Our lives are full of stressful situations, and there’s no way around it.
Without knowing how to deal with stress properly, it can feel as though life is becoming a downward spiral.
Stress can cause a lot of unpleasant reactions such as tiredness, insomnia, lack of focus, headaches, and migraines.
People often tell us “don’t stress”, but that is easier said than done.
If you’re experiencing severe stress (or any form of stress), what can you do?
You learn some stress management techniques to help you remain calm.
But learning stress coping techniques involves taking control over many areas of your life. To prevent stress and minimize the effects when you are stuck in the middle of it, you must understand how stress works.
The tips we’re about to share in this guide are backed by scientific research and can help you relax and ease the tension in your life.
But before we dive into the practical stuff, let us first define stress.
What is Stress?
In a nutshell, stress is the result of your body’s “fight or flight” mode.
When it detects a potential threat, your brain releases a mix of hormones – cortisol, adrenaline, and norepinephrine to name a few – to prepare your body for situations and events that you interpret as threatening. It could be anything from crossing a shaky rope bridge to working under a strict deadline.
While under stress, your body has various reactions including blood diversion to your muscles and shutting down functions such as digestion.

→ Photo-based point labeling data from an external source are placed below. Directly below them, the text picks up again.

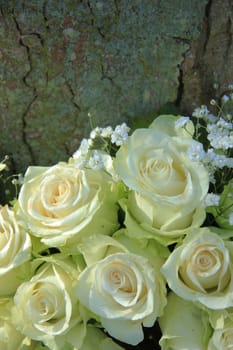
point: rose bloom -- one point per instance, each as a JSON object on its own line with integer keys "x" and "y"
{"x": 166, "y": 186}
{"x": 184, "y": 325}
{"x": 46, "y": 308}
{"x": 200, "y": 269}
{"x": 63, "y": 202}
{"x": 222, "y": 337}
{"x": 125, "y": 293}
{"x": 10, "y": 338}
{"x": 15, "y": 252}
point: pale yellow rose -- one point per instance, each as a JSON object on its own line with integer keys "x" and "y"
{"x": 15, "y": 252}
{"x": 10, "y": 338}
{"x": 46, "y": 308}
{"x": 201, "y": 269}
{"x": 166, "y": 187}
{"x": 222, "y": 337}
{"x": 63, "y": 202}
{"x": 123, "y": 289}
{"x": 184, "y": 325}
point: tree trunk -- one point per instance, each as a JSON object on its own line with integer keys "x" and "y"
{"x": 114, "y": 60}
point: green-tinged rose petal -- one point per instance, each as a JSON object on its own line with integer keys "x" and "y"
{"x": 96, "y": 339}
{"x": 200, "y": 269}
{"x": 46, "y": 308}
{"x": 62, "y": 203}
{"x": 143, "y": 230}
{"x": 184, "y": 326}
{"x": 127, "y": 331}
{"x": 125, "y": 288}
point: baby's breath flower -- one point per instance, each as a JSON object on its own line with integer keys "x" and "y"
{"x": 201, "y": 112}
{"x": 182, "y": 121}
{"x": 95, "y": 162}
{"x": 220, "y": 134}
{"x": 213, "y": 102}
{"x": 225, "y": 98}
{"x": 196, "y": 152}
{"x": 120, "y": 134}
{"x": 95, "y": 132}
{"x": 231, "y": 219}
{"x": 106, "y": 132}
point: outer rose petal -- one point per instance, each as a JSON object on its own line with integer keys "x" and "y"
{"x": 184, "y": 326}
{"x": 200, "y": 270}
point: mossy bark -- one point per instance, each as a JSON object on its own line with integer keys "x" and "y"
{"x": 115, "y": 60}
{"x": 64, "y": 60}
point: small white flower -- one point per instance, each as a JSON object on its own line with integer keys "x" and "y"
{"x": 95, "y": 162}
{"x": 213, "y": 102}
{"x": 201, "y": 112}
{"x": 231, "y": 219}
{"x": 211, "y": 199}
{"x": 196, "y": 152}
{"x": 95, "y": 132}
{"x": 106, "y": 132}
{"x": 120, "y": 134}
{"x": 181, "y": 122}
{"x": 225, "y": 98}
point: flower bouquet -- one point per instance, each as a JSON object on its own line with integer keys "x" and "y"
{"x": 127, "y": 243}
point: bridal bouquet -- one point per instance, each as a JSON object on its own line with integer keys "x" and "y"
{"x": 134, "y": 230}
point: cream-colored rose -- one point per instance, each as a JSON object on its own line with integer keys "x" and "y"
{"x": 46, "y": 308}
{"x": 64, "y": 202}
{"x": 15, "y": 252}
{"x": 166, "y": 186}
{"x": 222, "y": 337}
{"x": 124, "y": 290}
{"x": 200, "y": 269}
{"x": 10, "y": 338}
{"x": 184, "y": 325}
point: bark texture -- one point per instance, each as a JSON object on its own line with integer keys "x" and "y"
{"x": 115, "y": 60}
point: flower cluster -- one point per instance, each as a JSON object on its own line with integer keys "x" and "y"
{"x": 135, "y": 229}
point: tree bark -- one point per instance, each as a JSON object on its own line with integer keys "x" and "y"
{"x": 115, "y": 60}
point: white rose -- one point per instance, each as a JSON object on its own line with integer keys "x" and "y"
{"x": 124, "y": 291}
{"x": 64, "y": 202}
{"x": 10, "y": 338}
{"x": 201, "y": 270}
{"x": 184, "y": 326}
{"x": 15, "y": 252}
{"x": 222, "y": 337}
{"x": 166, "y": 186}
{"x": 46, "y": 308}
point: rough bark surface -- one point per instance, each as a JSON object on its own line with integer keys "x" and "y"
{"x": 63, "y": 60}
{"x": 116, "y": 60}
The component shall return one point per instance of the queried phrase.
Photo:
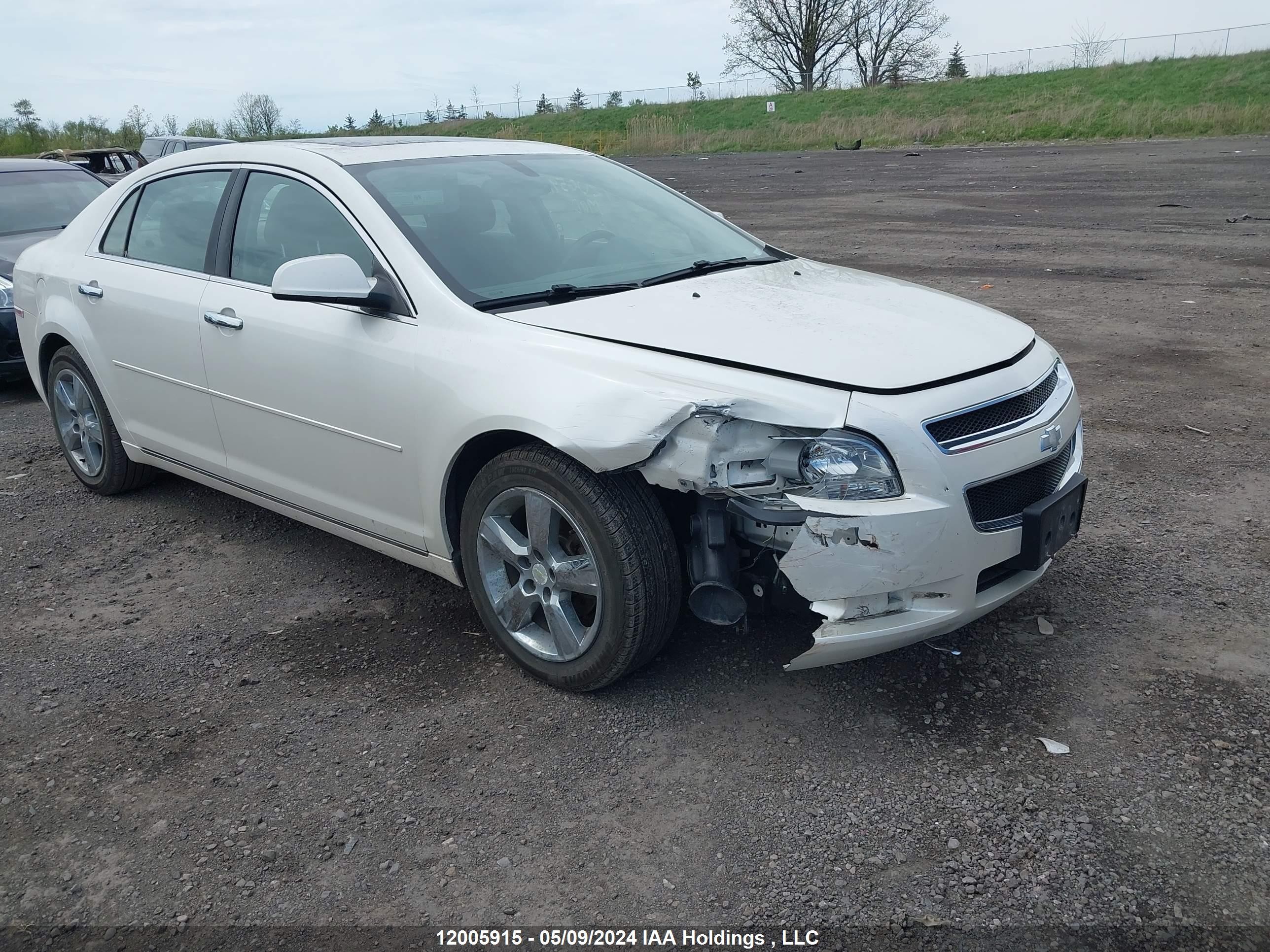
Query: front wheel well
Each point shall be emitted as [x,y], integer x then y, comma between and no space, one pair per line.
[475,453]
[50,345]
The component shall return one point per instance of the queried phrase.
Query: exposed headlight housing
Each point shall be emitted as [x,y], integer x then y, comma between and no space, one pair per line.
[837,465]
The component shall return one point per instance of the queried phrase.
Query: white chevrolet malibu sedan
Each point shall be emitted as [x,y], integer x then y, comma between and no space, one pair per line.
[550,378]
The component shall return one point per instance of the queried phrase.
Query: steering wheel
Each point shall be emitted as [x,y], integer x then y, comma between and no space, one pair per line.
[598,235]
[578,252]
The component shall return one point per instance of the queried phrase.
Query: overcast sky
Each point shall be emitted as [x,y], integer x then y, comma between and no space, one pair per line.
[323,59]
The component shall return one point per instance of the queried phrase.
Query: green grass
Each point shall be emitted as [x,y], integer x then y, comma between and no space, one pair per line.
[1175,98]
[1217,96]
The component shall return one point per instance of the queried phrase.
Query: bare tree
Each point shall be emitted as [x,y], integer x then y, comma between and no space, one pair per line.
[1090,46]
[202,127]
[257,115]
[799,43]
[893,41]
[134,127]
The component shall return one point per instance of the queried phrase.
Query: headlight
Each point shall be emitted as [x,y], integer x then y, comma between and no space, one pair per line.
[849,466]
[837,465]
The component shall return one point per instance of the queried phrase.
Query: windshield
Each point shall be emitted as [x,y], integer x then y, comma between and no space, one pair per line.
[499,226]
[45,200]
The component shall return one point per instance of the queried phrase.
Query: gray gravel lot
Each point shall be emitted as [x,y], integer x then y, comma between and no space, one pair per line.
[214,717]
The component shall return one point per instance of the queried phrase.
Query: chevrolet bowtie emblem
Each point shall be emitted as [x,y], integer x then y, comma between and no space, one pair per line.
[1051,439]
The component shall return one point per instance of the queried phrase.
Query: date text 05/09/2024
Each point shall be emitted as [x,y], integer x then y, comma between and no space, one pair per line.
[561,938]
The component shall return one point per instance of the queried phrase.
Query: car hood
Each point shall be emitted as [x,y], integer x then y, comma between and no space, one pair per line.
[806,320]
[13,245]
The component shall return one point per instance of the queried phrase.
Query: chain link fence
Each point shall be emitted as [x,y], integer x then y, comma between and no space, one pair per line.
[1227,41]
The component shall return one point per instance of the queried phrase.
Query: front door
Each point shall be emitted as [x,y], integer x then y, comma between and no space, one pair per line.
[140,291]
[317,404]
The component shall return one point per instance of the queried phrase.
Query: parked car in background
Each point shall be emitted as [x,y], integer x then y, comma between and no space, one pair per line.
[543,375]
[158,146]
[38,199]
[111,164]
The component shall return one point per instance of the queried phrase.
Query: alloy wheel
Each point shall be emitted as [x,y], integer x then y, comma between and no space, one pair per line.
[539,574]
[79,422]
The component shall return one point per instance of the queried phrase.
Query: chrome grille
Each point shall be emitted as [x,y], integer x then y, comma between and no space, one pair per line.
[949,431]
[1000,504]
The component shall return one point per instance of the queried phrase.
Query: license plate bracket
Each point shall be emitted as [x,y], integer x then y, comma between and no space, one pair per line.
[1051,523]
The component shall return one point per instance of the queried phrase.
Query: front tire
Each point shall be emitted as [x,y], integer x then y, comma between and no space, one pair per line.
[576,574]
[85,431]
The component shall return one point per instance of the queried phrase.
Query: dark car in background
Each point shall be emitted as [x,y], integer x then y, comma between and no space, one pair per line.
[38,199]
[158,146]
[111,164]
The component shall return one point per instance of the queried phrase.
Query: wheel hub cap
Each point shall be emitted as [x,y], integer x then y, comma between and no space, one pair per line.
[537,572]
[79,424]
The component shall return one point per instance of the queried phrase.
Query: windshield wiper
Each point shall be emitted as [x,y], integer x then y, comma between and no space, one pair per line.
[705,267]
[556,294]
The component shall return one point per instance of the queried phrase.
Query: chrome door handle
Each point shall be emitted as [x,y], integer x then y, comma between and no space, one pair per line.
[223,320]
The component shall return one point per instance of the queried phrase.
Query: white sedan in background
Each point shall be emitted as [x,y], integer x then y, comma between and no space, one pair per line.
[548,377]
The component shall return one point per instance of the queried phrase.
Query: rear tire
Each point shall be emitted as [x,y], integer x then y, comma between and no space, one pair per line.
[85,431]
[576,574]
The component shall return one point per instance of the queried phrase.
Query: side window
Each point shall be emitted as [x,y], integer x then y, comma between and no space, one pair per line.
[117,235]
[175,220]
[281,220]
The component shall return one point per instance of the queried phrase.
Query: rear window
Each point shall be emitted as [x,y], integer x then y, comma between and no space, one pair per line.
[45,200]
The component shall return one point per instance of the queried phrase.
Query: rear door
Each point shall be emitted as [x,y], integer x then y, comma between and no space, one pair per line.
[140,289]
[317,404]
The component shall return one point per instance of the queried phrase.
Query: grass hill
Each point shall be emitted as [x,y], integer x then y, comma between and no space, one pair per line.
[1174,98]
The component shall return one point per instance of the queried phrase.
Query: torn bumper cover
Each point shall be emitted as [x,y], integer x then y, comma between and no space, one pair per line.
[915,569]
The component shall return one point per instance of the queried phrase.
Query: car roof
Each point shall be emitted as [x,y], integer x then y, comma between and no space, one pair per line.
[91,151]
[187,139]
[357,150]
[36,166]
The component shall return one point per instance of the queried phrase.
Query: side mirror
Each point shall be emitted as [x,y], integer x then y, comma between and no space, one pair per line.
[333,280]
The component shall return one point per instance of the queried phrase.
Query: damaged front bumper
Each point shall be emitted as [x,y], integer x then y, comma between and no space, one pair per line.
[916,568]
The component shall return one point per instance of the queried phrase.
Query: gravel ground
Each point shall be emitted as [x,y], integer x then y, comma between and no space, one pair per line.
[214,719]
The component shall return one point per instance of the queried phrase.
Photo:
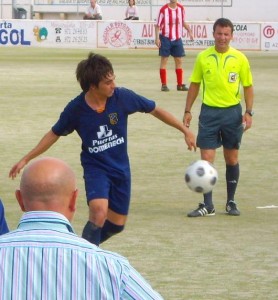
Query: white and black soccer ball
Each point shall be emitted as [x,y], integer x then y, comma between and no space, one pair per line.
[201,176]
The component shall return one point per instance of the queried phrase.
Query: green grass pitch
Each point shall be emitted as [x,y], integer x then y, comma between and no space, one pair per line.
[219,257]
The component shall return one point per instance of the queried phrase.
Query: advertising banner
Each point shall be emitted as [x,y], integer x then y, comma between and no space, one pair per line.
[126,34]
[48,33]
[269,34]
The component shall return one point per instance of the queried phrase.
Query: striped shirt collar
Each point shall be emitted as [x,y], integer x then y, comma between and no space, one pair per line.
[41,220]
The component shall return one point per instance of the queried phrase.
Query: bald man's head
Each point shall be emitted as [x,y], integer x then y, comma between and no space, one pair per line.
[47,184]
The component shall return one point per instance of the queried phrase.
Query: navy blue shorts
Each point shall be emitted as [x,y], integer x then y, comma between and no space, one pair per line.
[220,127]
[168,47]
[99,184]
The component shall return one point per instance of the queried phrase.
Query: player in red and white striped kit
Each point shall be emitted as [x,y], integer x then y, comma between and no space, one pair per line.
[168,32]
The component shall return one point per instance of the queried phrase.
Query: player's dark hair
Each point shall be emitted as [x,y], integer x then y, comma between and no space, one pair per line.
[222,22]
[92,70]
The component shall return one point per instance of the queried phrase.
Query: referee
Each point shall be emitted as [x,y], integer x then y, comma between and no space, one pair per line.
[221,72]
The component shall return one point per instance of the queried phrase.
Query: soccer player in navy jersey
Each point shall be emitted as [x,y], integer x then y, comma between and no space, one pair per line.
[3,223]
[99,115]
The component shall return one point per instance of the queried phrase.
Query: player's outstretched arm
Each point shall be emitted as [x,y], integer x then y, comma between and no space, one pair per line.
[171,120]
[45,143]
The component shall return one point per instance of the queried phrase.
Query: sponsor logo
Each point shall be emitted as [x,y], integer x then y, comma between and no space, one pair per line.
[268,31]
[117,34]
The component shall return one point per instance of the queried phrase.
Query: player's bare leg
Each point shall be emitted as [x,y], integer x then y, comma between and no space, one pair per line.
[163,73]
[232,177]
[98,209]
[103,222]
[209,155]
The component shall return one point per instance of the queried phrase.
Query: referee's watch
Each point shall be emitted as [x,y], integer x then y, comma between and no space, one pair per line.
[250,112]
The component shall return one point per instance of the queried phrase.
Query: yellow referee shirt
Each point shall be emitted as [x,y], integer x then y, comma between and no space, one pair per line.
[221,76]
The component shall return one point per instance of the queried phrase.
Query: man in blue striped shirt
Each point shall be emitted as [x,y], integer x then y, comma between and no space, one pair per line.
[44,259]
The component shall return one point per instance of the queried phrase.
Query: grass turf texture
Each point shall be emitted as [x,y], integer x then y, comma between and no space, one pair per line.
[220,257]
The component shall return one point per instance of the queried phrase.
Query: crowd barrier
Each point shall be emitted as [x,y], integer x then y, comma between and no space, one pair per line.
[126,34]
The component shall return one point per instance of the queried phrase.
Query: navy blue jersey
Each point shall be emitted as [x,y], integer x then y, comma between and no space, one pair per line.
[103,135]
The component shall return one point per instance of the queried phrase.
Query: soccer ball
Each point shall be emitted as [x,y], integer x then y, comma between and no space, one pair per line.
[201,176]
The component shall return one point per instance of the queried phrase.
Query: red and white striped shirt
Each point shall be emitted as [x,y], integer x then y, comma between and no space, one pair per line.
[170,21]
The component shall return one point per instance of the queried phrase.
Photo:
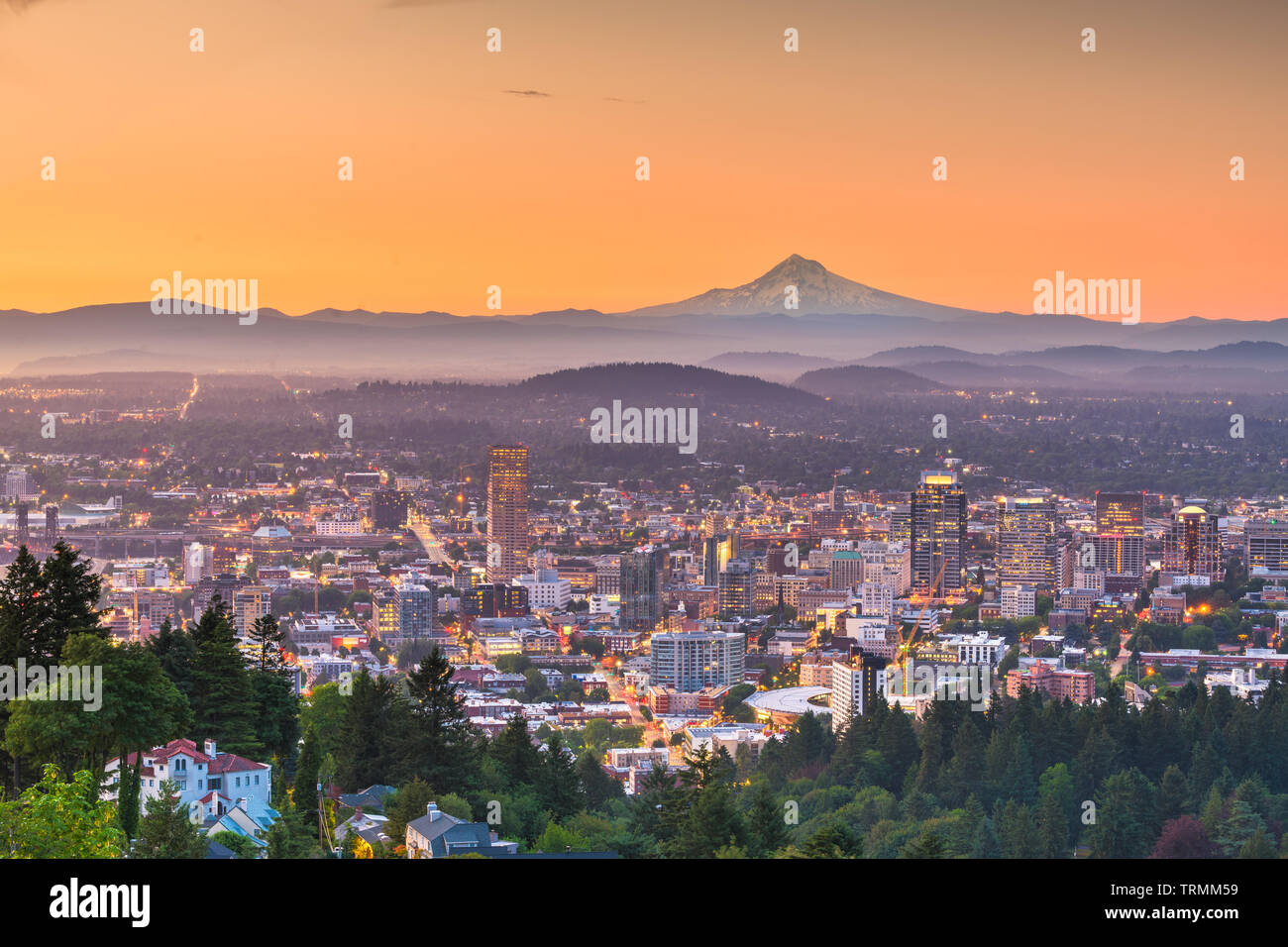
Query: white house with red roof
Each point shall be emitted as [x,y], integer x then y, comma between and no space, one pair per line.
[209,781]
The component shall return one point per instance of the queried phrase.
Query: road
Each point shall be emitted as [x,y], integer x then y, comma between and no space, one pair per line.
[432,544]
[192,397]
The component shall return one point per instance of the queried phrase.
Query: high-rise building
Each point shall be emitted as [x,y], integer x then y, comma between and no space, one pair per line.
[938,513]
[1192,547]
[690,661]
[415,605]
[1120,541]
[901,523]
[18,484]
[224,586]
[858,684]
[24,527]
[250,604]
[845,570]
[1025,541]
[494,600]
[198,562]
[51,525]
[1266,545]
[223,558]
[506,512]
[387,509]
[716,553]
[735,587]
[640,589]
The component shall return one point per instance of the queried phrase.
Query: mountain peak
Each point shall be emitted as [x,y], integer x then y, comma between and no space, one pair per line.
[811,286]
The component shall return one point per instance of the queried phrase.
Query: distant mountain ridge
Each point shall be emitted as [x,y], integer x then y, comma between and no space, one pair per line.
[746,329]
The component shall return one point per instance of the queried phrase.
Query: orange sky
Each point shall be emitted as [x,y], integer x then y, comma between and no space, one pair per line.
[223,163]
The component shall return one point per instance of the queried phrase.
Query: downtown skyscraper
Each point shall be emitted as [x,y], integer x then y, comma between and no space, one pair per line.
[506,513]
[1120,540]
[1192,548]
[640,589]
[1025,541]
[938,526]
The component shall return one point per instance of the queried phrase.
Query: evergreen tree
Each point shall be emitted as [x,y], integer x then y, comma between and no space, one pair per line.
[165,830]
[375,728]
[514,751]
[223,696]
[441,741]
[597,785]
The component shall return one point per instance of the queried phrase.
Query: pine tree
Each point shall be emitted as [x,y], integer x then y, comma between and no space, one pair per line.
[441,741]
[267,638]
[223,696]
[165,830]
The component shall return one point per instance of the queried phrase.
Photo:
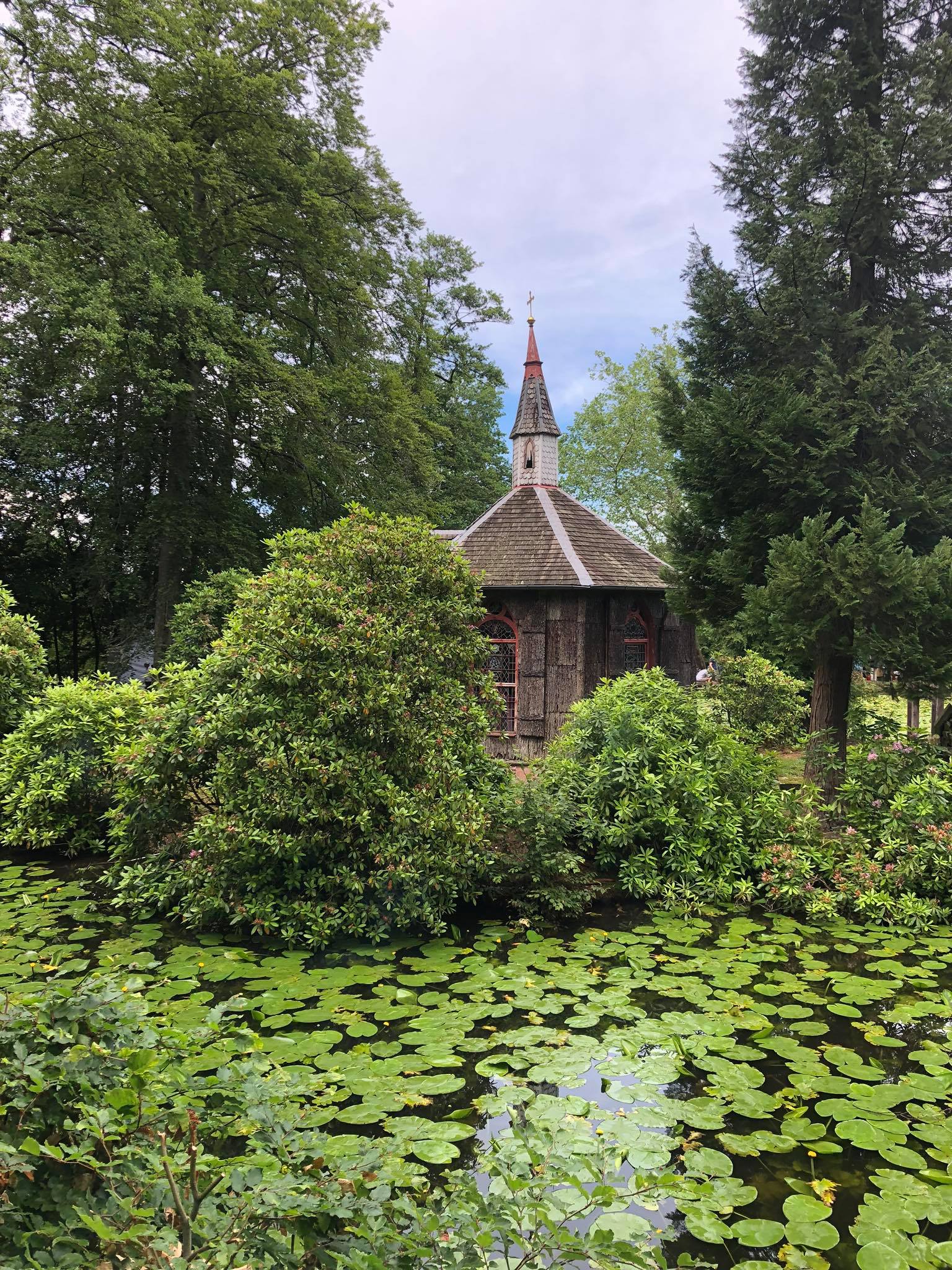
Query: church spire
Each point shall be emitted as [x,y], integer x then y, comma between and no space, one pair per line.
[535,433]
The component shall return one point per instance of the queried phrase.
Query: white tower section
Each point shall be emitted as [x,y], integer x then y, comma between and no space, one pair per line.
[535,433]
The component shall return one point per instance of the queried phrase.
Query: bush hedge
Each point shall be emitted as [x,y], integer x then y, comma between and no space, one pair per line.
[56,768]
[656,793]
[200,616]
[22,662]
[758,703]
[322,773]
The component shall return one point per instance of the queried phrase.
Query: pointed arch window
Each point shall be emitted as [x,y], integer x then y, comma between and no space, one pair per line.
[639,644]
[503,664]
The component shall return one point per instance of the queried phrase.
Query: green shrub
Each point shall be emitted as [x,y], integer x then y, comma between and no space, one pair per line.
[22,662]
[883,848]
[56,769]
[201,614]
[758,703]
[322,773]
[534,869]
[658,793]
[128,1141]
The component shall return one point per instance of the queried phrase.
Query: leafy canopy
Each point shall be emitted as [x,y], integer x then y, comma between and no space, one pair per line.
[219,315]
[56,768]
[815,415]
[614,458]
[22,662]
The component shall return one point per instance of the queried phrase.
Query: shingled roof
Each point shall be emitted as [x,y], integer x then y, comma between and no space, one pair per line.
[539,536]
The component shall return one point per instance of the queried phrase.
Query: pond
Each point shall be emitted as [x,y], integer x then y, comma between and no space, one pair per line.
[796,1077]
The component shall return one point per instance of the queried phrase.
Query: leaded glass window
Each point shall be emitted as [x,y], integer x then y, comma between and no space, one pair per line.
[501,665]
[638,644]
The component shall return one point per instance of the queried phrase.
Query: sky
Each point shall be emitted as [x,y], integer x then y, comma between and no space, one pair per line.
[570,145]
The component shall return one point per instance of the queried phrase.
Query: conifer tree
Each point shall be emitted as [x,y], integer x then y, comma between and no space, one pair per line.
[814,435]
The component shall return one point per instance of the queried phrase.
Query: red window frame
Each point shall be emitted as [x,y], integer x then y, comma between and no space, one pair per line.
[508,689]
[633,642]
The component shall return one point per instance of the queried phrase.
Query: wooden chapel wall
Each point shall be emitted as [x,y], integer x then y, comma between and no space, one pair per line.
[569,641]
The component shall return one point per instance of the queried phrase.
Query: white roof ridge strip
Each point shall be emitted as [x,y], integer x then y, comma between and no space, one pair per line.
[563,538]
[612,527]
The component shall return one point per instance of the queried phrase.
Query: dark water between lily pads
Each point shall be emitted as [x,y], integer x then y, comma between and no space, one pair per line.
[796,1077]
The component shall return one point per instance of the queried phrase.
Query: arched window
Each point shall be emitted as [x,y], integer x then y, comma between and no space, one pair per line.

In other words, stress gets your body fired up and ready to face whatever you interpret as dangerous or threatening.
From this perspective, stress can be a useful mechanism, as it prepares you to face whatever life throws down your path.
Unfortunately, there are times when stress gets entirely out of control. And when that happens, it can quickly ruin your personal and professional life.
The Risks and Dangers of Unmanaged Stress
The effects of stress can range from minimal to severe.
Headaches, upset stomach, high blood pressure, chest pain, sleep problems, and appetite changes all can occur from being too stressed.
Stress can even bring on or worsen certain symptoms or diseases!
For example, stress can also increase anxiety and cause depression. In fact, stress fuels about 50% of depression cases. On the extreme end of the spectrum, stress can cause lifelong interferences with daily living.
When we are faced with stressors, the hypothalamus signals the pituitary gland to release adrenocorticotropic hormone (ACTH), also called the body’s “major stress hormone.”
ACTH stimulates the adrenal cortex to release stress hormones called corticosteroids, which include cortisol, which travels to various regions of the body to producing arousal reactions. For many people, once the stressor resides, so do the reactions.
However, for others, the arousal, and other symptoms persist well after the situation has passed and can lead to two disorders: Acute stress disorder and Post-Traumatic Stress Disorder (PTSD).
Acute stress disorder occurs as soon as the stressful event happens, with symptoms that last for less than a month. If symptoms occur for more than one month, PTSD is likely the cause. Symptoms of PTSD can begin at any time after the event.
Some of the symptoms of acute stress disorder and PTSD include:
- Recurring thoughts, memories, dreams, nightmares or flashbacks of the event.
- Avoiding thoughts, feelings, or conversations related to the event.
- Feelings of detachment from people or loss of interest in once pleasurable activities.
- Feeling dazed and having trouble remembering or concentrating.
- Increased arousal, negative emotions, guilt.
To avoid the risk of developing a severe form of mental illness, you need to learn how to deal with stress before it’s too late.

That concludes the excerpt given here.